Yang “had some ideas about a universal basic income that everyone needs, partly because AI is about to take people’s jobs,” Goldman said.

Altman said the combination of artificial intelligence, robotics and cost-free energy could essentially allow machines to do all the work, potentially providing a “basic income” for adults across society. I suggested there is.

“A great future isn’t complicated. We need technology to create more wealth, and we need policies to distribute it fairly,” Altman said in a blog post.

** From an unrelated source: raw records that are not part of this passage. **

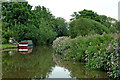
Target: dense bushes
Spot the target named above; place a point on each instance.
(23, 23)
(83, 26)
(98, 51)
(61, 44)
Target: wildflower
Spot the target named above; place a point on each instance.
(117, 54)
(90, 43)
(85, 59)
(107, 63)
(111, 54)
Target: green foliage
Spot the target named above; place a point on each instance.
(61, 44)
(83, 26)
(60, 27)
(89, 14)
(4, 40)
(98, 51)
(21, 22)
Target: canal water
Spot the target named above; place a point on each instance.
(40, 62)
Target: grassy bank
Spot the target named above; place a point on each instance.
(7, 45)
(97, 51)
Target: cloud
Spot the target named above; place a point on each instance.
(65, 8)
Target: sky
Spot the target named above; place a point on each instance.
(65, 8)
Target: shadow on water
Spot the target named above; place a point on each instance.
(40, 62)
(34, 65)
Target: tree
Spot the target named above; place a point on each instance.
(84, 26)
(60, 27)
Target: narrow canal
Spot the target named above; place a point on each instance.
(41, 63)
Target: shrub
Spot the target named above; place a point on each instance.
(83, 26)
(61, 44)
(98, 51)
(4, 40)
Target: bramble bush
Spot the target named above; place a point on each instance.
(61, 44)
(97, 51)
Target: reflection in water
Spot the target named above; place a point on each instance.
(35, 65)
(41, 63)
(23, 50)
(59, 72)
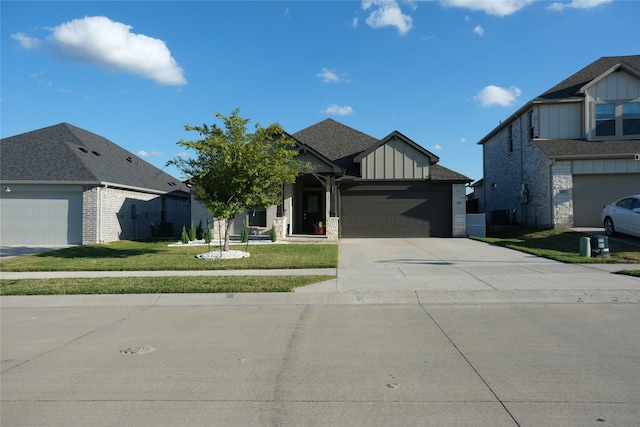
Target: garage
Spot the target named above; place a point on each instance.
(40, 218)
(591, 192)
(420, 209)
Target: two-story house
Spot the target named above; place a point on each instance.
(557, 160)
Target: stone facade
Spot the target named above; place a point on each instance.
(517, 177)
(459, 210)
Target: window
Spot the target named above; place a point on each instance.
(532, 125)
(605, 119)
(258, 217)
(631, 118)
(617, 119)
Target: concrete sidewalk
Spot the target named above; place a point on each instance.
(429, 332)
(165, 273)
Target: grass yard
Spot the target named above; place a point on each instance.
(563, 245)
(145, 256)
(157, 285)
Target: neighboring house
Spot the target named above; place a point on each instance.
(556, 161)
(63, 185)
(364, 187)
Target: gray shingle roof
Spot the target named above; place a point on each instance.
(338, 142)
(440, 173)
(65, 153)
(570, 87)
(342, 144)
(579, 148)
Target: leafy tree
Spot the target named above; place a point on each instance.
(192, 232)
(235, 171)
(184, 237)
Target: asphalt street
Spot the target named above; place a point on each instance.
(412, 332)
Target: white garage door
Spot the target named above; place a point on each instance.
(40, 218)
(591, 192)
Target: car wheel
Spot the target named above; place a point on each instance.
(609, 229)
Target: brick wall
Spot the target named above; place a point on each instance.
(107, 214)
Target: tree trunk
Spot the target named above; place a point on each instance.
(227, 233)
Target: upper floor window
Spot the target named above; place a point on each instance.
(532, 124)
(605, 119)
(631, 118)
(617, 119)
(258, 217)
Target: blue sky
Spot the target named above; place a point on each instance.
(443, 73)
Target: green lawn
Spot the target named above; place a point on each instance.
(144, 256)
(562, 245)
(157, 285)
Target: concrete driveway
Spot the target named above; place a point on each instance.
(439, 264)
(429, 332)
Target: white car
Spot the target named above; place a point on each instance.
(622, 216)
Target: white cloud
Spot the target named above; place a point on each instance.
(153, 153)
(490, 7)
(494, 95)
(338, 110)
(577, 4)
(479, 30)
(111, 45)
(387, 13)
(26, 41)
(330, 76)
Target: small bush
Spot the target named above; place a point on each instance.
(199, 231)
(192, 232)
(207, 235)
(184, 237)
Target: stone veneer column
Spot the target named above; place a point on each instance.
(332, 228)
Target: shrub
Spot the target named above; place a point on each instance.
(192, 232)
(244, 234)
(207, 235)
(199, 231)
(184, 237)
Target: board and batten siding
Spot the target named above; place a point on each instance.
(395, 160)
(619, 87)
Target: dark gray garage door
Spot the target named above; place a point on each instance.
(591, 192)
(396, 210)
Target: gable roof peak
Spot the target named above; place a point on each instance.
(572, 85)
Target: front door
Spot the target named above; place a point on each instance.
(312, 210)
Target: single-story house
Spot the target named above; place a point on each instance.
(363, 187)
(62, 185)
(557, 160)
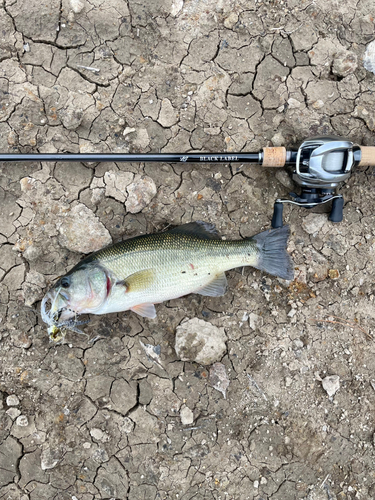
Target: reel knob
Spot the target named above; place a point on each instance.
(337, 210)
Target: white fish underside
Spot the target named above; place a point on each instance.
(178, 273)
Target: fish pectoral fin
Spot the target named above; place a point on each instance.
(216, 288)
(145, 310)
(138, 281)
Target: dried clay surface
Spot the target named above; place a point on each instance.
(287, 409)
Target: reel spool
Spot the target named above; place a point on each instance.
(322, 164)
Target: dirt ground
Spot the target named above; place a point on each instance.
(94, 417)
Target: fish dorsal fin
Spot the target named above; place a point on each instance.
(216, 288)
(138, 281)
(145, 310)
(199, 228)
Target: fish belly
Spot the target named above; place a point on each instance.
(176, 273)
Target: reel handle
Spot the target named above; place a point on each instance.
(367, 156)
(277, 218)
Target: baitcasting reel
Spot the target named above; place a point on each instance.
(321, 165)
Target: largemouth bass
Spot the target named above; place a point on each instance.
(139, 272)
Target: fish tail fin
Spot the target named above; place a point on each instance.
(274, 258)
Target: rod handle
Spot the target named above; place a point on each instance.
(274, 157)
(367, 156)
(337, 210)
(277, 219)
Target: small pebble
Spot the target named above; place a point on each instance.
(331, 384)
(13, 413)
(187, 416)
(22, 421)
(13, 400)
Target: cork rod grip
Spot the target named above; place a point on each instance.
(367, 156)
(274, 157)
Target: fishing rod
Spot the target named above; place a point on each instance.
(320, 165)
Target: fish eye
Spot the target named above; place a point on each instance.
(65, 282)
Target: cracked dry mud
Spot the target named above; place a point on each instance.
(99, 420)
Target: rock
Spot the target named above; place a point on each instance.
(313, 223)
(293, 103)
(168, 116)
(81, 231)
(10, 452)
(255, 321)
(99, 435)
(128, 130)
(331, 384)
(49, 459)
(200, 341)
(22, 421)
(77, 6)
(344, 63)
(369, 57)
(278, 140)
(176, 7)
(71, 117)
(13, 412)
(116, 184)
(218, 378)
(127, 425)
(187, 416)
(33, 287)
(32, 253)
(140, 193)
(123, 396)
(334, 274)
(231, 20)
(12, 400)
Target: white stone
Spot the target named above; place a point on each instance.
(97, 434)
(331, 384)
(255, 321)
(168, 116)
(48, 459)
(81, 231)
(293, 103)
(231, 20)
(200, 341)
(128, 130)
(12, 400)
(313, 223)
(22, 421)
(140, 193)
(187, 416)
(13, 412)
(176, 7)
(116, 184)
(77, 6)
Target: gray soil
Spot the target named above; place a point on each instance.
(95, 417)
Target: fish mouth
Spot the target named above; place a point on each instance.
(54, 303)
(58, 316)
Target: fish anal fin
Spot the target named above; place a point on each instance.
(216, 288)
(199, 228)
(145, 310)
(138, 281)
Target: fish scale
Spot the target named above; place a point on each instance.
(142, 271)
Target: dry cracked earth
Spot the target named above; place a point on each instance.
(96, 417)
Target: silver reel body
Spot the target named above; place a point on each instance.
(324, 162)
(321, 165)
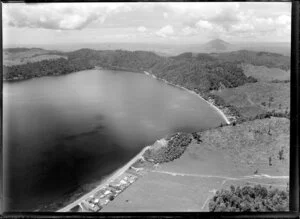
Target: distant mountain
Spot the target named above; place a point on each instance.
(217, 45)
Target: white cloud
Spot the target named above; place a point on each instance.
(165, 31)
(61, 15)
(188, 31)
(142, 29)
(204, 25)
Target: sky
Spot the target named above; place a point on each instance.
(160, 22)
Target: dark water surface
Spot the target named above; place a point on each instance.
(63, 132)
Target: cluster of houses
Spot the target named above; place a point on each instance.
(106, 194)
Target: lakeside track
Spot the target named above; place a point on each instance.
(106, 182)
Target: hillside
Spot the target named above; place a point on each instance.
(200, 72)
(217, 45)
(224, 156)
(19, 56)
(258, 99)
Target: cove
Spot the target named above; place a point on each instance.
(62, 133)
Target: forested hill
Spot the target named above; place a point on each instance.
(202, 72)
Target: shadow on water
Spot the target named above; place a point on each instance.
(56, 175)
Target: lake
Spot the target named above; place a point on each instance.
(62, 133)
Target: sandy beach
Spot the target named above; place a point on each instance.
(194, 93)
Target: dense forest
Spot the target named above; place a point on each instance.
(201, 72)
(43, 68)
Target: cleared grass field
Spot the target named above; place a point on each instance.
(257, 98)
(230, 155)
(263, 73)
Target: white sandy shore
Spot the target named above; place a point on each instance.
(105, 183)
(194, 93)
(122, 170)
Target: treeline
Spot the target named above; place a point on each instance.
(250, 199)
(43, 68)
(175, 148)
(200, 72)
(201, 76)
(270, 60)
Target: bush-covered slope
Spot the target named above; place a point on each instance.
(247, 198)
(201, 72)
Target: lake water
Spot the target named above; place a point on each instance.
(61, 133)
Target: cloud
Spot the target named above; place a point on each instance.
(204, 25)
(61, 16)
(142, 29)
(188, 31)
(165, 31)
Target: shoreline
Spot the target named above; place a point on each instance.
(194, 93)
(105, 182)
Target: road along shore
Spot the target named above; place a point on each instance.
(105, 183)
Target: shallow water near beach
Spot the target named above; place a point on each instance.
(61, 133)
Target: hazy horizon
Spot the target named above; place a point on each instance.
(184, 23)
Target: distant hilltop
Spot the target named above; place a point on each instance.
(217, 44)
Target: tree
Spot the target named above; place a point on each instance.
(280, 154)
(247, 198)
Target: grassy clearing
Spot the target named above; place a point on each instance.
(257, 98)
(251, 144)
(263, 73)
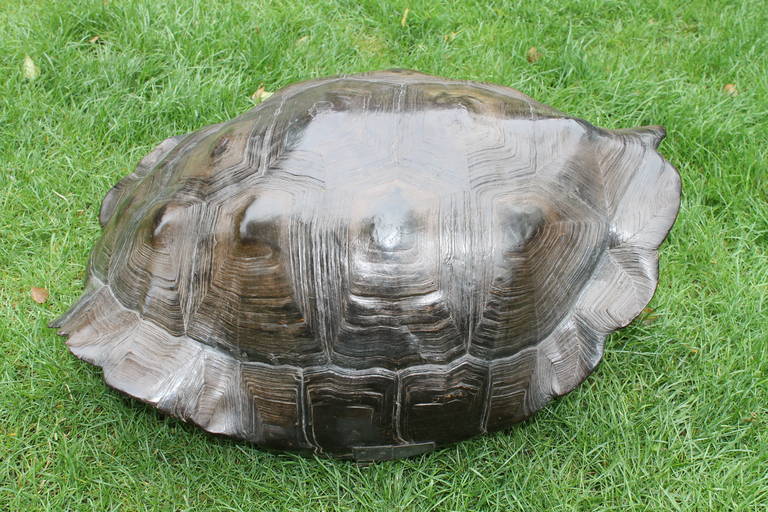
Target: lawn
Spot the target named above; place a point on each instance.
(676, 416)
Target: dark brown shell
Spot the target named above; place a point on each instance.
(373, 265)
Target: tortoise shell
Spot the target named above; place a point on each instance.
(371, 266)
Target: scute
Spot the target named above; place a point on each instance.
(373, 265)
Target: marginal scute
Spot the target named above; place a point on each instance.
(371, 266)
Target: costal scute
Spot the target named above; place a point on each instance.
(373, 265)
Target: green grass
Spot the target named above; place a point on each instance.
(676, 416)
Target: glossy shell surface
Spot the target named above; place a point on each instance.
(371, 266)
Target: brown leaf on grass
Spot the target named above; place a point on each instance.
(260, 95)
(749, 419)
(31, 71)
(39, 295)
(404, 19)
(532, 54)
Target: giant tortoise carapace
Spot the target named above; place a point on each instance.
(373, 265)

“Everything you need will be cheaper and everyone will have enough money to buy it.”

“Fast Cars and Survival”

In an article for The New Yorker, Altman described himself as a “prepper,” someone who has the preparations and necessities to survive a apocalyptic disaster.

He talked about owning a high performance sports car and renting planes to fly all over California.

In a blog post, Altman said every year on the last day of December, he writes a list of things he wants to accomplish in the next year.

His personal investments include startups working on fusion energy and extending human life.

“I’m very optimistic,” he said on a podcast with TED curator Chris Anderson.

“It’s always easy to scroll down and think how bad things are, but the good things are really good and getting even better,” Altman added.

(This story is not edited by NDTV staff and is auto-generated from a syndicated feed.)